С тех пор я как потребитель уже не предъявлял к "Мечте" никаких особых требований.
Сегодня посетителей здесь маловато. В дальнем углу темного зала за столом сидят человек восемь. Они уже пьяны – галдят, перебивая и не слушая друг друга, Судя по частым выкрикам: "Э-э… Ваше имя, уважаемый?" компания собралась разношерстная. Видно, они выпивали порознь, за отдельными столиками, а потом объединились.
Ростом вернулся, поставил на стол тарелку с десятком хинкали, поллитровку и два стакана.
– Запах что-то не того… – недовольно поморщился он и густо посыпал хинкали черным перцем. – Кстати, в случае чего, сколько у тебя найдется? Я весь вышел…
– Три рубля! – смущенно улыбнулся я, извлек из кармана помятую трёшку и подложил её под тарелку с хинкали.
Ростом разлил водку.
– Хочешь, скажу, как можно бесплатно выпить сто граммов? – спросил он. – Меня вчера научили.
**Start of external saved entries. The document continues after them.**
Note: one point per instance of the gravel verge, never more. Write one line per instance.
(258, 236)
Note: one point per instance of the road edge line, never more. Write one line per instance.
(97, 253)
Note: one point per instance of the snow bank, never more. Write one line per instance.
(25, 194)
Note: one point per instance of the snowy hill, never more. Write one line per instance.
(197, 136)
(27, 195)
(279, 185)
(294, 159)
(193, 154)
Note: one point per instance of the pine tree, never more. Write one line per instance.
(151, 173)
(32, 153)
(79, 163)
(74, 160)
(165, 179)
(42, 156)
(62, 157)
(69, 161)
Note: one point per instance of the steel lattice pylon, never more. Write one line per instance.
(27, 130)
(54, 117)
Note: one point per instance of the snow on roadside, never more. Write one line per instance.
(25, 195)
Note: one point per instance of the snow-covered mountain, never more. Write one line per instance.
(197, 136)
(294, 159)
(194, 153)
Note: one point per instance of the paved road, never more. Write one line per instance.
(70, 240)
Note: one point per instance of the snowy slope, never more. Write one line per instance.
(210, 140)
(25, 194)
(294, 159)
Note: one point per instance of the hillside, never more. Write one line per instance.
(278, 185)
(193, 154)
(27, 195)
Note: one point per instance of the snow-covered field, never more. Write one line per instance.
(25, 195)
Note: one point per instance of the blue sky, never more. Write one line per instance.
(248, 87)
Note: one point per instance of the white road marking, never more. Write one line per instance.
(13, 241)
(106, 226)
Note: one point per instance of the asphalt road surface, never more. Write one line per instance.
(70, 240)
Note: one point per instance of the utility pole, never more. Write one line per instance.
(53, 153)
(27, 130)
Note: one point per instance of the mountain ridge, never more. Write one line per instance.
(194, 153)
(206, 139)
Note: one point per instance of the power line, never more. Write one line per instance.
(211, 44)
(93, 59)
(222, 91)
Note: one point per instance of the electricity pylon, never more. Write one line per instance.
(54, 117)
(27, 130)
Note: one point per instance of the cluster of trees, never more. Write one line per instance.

Я знал, в чем заключается этот "секрет", но все же подначил:
– Давай!
– Значит, так: подходишь к прилавку, требуешь сто граммов водки, а потом хинкали… То есть не требуешь, а спрашиваешь, сколько стоит сто граммов. Потом достаешь деньги… Нет, забыл! В общем, что-то очень потешное. Дай вспомнить, – расскажу… А пока выпьем за нашу встречу!
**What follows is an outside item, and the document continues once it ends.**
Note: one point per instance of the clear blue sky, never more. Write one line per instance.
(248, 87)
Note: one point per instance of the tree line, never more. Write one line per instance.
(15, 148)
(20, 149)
Мы чокнулись. Ростом залпом осушил стакан и, не переводя дыхания, закусил хинкали.
– Ну, разве это не лучше какой-то там "Сицилии"?!
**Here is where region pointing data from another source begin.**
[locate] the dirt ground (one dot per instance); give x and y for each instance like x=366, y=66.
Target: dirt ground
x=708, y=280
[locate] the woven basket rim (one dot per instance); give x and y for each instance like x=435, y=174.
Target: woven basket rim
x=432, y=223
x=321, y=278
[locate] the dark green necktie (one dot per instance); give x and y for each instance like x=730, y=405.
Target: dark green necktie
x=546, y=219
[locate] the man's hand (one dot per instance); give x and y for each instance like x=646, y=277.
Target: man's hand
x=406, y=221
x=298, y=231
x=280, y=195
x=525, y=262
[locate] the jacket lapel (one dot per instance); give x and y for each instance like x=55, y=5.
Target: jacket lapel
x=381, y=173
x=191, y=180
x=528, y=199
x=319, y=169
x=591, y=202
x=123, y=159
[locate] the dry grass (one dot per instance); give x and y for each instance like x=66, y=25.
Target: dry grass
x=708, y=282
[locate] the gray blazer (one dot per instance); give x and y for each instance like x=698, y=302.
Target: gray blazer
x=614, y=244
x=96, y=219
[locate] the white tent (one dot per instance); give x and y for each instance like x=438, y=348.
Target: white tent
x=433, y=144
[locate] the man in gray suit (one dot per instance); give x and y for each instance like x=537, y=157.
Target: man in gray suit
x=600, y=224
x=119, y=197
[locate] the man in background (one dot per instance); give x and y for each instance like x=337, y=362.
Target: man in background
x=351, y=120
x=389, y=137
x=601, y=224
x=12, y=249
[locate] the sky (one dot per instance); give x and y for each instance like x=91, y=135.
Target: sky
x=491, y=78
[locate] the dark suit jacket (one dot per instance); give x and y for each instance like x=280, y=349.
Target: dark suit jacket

Я тоже выпил и, почувствовав вдруг, как по всему телу разлилось приятное тепло, подумал: "Пожалуй, лучше".
– А хочешь, я сам научу тебя? – спросил я.
– Чему? – не понял он.
– Как бесплатно выпить сто граммов.
– Ясно, хочу!
– Значит, так: подходишь к прилавку и спрашиваешь буфетчика: "Что стоит пяток хинкали?"
– Пятьдесят копеек, – отвечает он.
– Давай! – говоришь ты. И снова спрашиваешь: – А сто граммов водки?
– Пятьдесят копеек!
– Так-с. Я передумал. Забирай обратно хинкали и взамен налей мне сто граммов.
Буфетчик убирает тарелку с хинкали и наливает водку. "Хлюп!" опрокидываешь ты водку и направляешься к выходу.
– Э-э, куда? – орет вслед буфетчик.
– Домой! – отвечаешь ты.
– А деньги?
– За что?
– За водку!
– Так я же вернул тебе пять хинкали?
– А деньги за хинкали?!
– А разве я ел хинкали?
– Н…нет…
– Так чего же тебе от меня нужно?
– Н…ничего, уважаемый… – мямлит смущенный буфетчик и оставляет тебя в покое.
– Ва, гениально! – воскликнул Ростом. – Кто тебя научил!
– Цицка.
– Вот тип! И меня тоже он научил, но тебя – лучше!
– Да, такое за ним водится, – успокоил я Ростома.
Я и Ростом до третьего класса учились вместе, в одной школе. Потом семья Ростома перебралась в другой район, и мы расстались. Лет девять я не встречался с Ростомом. Увиделись мы на приемных экзаменах в университете он сдавал на физический. Я бы не узнал его, так он возмужал и похорошел. Ростом сам окликнул меня.
– Как ты узнал меня? – спросил я.
– А что тут такого! – рассмеялся он. – Ты ничуть не изменился.
На втором курсе Ростом снова куда-то исчез.
Спустя год я встретил его на стадионе. Играли наше "Динамо" и московское "Торпедо". Я немного опоздал, и место моё оказалось занятым… Ростомом. Кое-как устроились. После матча (наши проиграли) мы возвращались вместе. Я не знал, о чем говорить, – все темы разговора ограничились тремя классами средней школы.
– Где ты запропал? – спросил я из вежливости.
– Трудновато нам пришлось… Начал работать и перешел на заочное, ответил он.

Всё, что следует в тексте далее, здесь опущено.